Having obtained salvation, Paul was rejected by his past (Jews) but his future (Christians) was highly sceptical about accepting him which is understandable because he used to kill Christians. Have you ever been in a situation where who you were yesterday is making it difficult to transition into who you ought to be tomorrow?

One of my biggest regrets in life is not having lived up to my fullest potential in my studies. I regret allowing myself to be average. There is a brick wall of intelligence ignorance that came with the decision to be average and it is a wall that has been making my transition into being knowledgeable very complicated. So who I was is hindering with who I want to be and it’s all so complicated.
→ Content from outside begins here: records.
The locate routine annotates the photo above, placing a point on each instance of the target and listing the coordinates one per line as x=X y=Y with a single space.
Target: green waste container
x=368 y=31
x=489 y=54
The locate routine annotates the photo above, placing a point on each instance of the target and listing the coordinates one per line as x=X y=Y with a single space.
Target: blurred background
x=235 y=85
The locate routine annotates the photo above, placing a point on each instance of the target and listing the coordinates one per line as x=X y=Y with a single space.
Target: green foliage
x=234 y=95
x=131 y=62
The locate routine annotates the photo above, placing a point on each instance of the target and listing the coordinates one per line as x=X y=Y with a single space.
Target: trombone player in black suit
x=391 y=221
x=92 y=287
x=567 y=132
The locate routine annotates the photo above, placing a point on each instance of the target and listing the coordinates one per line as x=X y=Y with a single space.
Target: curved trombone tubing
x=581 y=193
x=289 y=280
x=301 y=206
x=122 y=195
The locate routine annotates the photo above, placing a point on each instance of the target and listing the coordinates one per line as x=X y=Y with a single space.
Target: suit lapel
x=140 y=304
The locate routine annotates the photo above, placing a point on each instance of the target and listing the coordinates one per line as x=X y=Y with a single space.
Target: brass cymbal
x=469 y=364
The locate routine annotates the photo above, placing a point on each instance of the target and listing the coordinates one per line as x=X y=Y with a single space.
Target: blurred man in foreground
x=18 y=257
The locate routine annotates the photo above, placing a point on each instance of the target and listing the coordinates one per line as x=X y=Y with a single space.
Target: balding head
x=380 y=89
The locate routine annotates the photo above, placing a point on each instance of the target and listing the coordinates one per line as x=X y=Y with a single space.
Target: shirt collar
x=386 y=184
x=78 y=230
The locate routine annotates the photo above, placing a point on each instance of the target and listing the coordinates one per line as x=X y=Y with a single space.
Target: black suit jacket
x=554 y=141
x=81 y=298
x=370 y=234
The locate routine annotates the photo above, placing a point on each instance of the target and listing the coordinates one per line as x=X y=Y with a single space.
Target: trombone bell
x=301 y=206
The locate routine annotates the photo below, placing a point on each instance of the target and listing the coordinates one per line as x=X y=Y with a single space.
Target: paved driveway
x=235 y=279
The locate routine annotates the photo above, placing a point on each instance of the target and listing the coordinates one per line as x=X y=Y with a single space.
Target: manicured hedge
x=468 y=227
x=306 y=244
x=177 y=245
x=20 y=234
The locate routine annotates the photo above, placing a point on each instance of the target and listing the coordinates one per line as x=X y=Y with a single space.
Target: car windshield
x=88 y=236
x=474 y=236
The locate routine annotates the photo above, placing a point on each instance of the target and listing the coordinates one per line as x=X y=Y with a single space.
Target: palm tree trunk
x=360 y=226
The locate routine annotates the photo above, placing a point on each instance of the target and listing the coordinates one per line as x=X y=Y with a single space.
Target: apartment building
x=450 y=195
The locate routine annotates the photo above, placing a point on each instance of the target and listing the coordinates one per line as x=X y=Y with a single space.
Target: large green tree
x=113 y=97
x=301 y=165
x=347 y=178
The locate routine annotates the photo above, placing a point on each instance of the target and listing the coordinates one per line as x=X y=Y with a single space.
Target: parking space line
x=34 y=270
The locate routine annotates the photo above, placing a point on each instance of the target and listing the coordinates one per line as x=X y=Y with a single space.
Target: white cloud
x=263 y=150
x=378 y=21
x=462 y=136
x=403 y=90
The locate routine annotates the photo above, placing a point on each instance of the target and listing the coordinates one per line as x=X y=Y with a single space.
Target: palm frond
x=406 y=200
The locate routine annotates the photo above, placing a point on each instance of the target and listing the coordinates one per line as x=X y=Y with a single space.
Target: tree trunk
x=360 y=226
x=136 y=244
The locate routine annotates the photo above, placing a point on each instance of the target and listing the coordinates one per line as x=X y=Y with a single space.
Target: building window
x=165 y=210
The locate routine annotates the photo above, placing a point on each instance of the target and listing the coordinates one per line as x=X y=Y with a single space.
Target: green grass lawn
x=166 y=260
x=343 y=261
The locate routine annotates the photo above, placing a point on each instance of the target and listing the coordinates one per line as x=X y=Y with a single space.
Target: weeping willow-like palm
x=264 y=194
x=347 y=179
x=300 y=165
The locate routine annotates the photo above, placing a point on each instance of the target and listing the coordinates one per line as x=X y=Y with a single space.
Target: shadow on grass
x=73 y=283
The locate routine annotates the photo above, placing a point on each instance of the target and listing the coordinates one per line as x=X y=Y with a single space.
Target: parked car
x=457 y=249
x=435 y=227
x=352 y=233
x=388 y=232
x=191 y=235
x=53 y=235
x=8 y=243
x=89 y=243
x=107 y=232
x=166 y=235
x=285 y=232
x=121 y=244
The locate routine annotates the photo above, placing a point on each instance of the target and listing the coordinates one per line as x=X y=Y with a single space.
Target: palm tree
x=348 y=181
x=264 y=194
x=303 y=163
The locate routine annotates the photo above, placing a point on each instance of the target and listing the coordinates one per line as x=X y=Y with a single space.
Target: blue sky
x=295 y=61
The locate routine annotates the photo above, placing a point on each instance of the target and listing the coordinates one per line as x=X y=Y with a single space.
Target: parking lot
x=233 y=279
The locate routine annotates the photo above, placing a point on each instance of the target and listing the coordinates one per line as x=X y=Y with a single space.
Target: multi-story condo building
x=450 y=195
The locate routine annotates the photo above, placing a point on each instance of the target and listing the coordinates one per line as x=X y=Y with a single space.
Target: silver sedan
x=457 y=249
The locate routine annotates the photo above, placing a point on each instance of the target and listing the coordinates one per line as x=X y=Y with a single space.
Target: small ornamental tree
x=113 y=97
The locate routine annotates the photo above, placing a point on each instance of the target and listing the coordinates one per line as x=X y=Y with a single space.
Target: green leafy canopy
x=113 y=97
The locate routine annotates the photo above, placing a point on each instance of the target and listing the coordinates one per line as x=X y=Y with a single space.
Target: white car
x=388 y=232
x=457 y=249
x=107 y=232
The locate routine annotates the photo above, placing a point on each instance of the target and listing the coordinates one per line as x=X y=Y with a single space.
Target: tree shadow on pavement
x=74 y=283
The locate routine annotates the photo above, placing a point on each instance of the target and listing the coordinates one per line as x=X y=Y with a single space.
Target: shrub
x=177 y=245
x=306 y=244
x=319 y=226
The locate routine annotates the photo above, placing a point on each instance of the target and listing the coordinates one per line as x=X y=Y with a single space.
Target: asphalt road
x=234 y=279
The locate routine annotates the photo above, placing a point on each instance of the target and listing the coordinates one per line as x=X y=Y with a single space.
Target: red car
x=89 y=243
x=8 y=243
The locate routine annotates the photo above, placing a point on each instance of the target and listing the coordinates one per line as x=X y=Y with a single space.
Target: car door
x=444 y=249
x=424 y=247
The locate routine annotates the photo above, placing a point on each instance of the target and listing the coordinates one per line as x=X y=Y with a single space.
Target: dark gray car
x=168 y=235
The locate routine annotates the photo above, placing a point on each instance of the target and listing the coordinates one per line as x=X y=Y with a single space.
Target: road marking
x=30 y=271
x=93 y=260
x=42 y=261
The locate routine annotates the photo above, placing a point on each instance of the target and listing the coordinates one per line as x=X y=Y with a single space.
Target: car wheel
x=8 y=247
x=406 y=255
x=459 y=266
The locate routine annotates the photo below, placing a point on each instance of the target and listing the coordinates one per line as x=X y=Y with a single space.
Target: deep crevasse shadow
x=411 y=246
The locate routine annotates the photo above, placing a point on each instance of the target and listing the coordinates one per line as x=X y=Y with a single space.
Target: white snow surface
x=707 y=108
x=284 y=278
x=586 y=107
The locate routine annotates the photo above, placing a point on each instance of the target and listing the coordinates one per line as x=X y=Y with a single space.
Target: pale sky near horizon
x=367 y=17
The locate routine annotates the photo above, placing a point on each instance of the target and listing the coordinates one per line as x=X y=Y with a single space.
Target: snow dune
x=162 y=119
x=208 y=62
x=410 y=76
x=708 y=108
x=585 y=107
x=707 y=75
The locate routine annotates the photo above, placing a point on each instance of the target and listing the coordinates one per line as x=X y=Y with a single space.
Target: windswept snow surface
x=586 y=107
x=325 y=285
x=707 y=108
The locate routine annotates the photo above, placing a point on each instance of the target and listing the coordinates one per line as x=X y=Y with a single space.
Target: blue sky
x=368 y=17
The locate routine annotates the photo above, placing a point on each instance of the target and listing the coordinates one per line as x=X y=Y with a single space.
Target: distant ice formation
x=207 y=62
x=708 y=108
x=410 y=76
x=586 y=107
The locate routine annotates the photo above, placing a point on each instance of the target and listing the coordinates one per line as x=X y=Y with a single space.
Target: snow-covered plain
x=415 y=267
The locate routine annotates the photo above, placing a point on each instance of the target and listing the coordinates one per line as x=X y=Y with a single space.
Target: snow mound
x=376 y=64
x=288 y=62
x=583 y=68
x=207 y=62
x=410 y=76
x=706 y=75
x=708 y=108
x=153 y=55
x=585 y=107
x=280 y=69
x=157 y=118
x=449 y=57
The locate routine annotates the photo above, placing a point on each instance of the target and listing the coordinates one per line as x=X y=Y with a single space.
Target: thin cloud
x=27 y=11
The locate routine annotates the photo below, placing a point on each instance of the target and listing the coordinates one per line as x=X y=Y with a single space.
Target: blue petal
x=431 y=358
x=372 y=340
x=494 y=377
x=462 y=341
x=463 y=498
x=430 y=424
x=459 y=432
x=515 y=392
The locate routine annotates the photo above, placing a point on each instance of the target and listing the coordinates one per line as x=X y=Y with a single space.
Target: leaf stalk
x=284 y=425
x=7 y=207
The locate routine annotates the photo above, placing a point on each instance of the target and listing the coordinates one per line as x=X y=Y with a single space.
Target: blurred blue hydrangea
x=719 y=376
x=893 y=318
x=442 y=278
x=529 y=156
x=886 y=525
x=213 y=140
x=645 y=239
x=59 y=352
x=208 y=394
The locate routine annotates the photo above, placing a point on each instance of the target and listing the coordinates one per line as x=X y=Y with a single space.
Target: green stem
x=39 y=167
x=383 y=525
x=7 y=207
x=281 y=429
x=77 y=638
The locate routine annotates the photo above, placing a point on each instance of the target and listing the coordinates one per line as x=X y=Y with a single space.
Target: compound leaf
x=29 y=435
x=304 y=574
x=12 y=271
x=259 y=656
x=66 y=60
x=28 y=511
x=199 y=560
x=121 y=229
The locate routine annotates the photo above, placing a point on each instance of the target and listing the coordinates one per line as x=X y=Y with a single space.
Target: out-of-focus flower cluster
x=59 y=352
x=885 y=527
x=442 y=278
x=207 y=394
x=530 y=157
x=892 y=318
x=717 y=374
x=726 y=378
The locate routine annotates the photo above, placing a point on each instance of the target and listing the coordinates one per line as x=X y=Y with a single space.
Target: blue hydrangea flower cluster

I found it odd for Paul to think himself happy when he was put before king Agrippa (Acts 26:2). But I’ve come to understand that Paul was given the opportunity to give his testimony to a man who came from a family of not so Christian loving people. Paul was given an opportunity to speak the truth that was his testimony to someone who had no reason to be compassionate to him. He was given an opportunity to confront that which would have been one of his past lifes highest moments and he thinks himself happy because he may have seen who he would have been and praised God for who he was.

As a new creation, that which truly is complicated is allows an opportunity for God to come in and glory. Therefore I stand before this brick wall of regret in my life and I speak the truth that is my testimony and that truth is that God loves me, He loves me He loves He loves me He loves, He cares, He loves me He loves me He loves me…and every time I confess that a brick falls off and another and another and another…because you see it may be complicated but my God is bigger than that! Jesus Culture put it nicely when they sing “I don’t have time to maintain these regrets when I think about the way He loves me.” Key word there being maintain; to cause or enable a situation to continue. Until you confess the Truth over your situation you are enabling it to continue. So when this brick wall comes and tries to stop me from being joyous and peace filled I have to stop providing for its existence and start confessing that no weapon formed against me shall prosper and that when the enemy comes like a flood, the spirit of the Lord shall lift up a standard against him.

Sometimes you look over your shoulder and try to explain to people where you come from but the only words that come out of your mouth are It’s Complicated. Sometimes you try to make sense of what just happened so you can pick yourself up and dust yourself off but all you can say is It’s Complicated. Know this one truth, it may be complicated but God is bigger than that!!!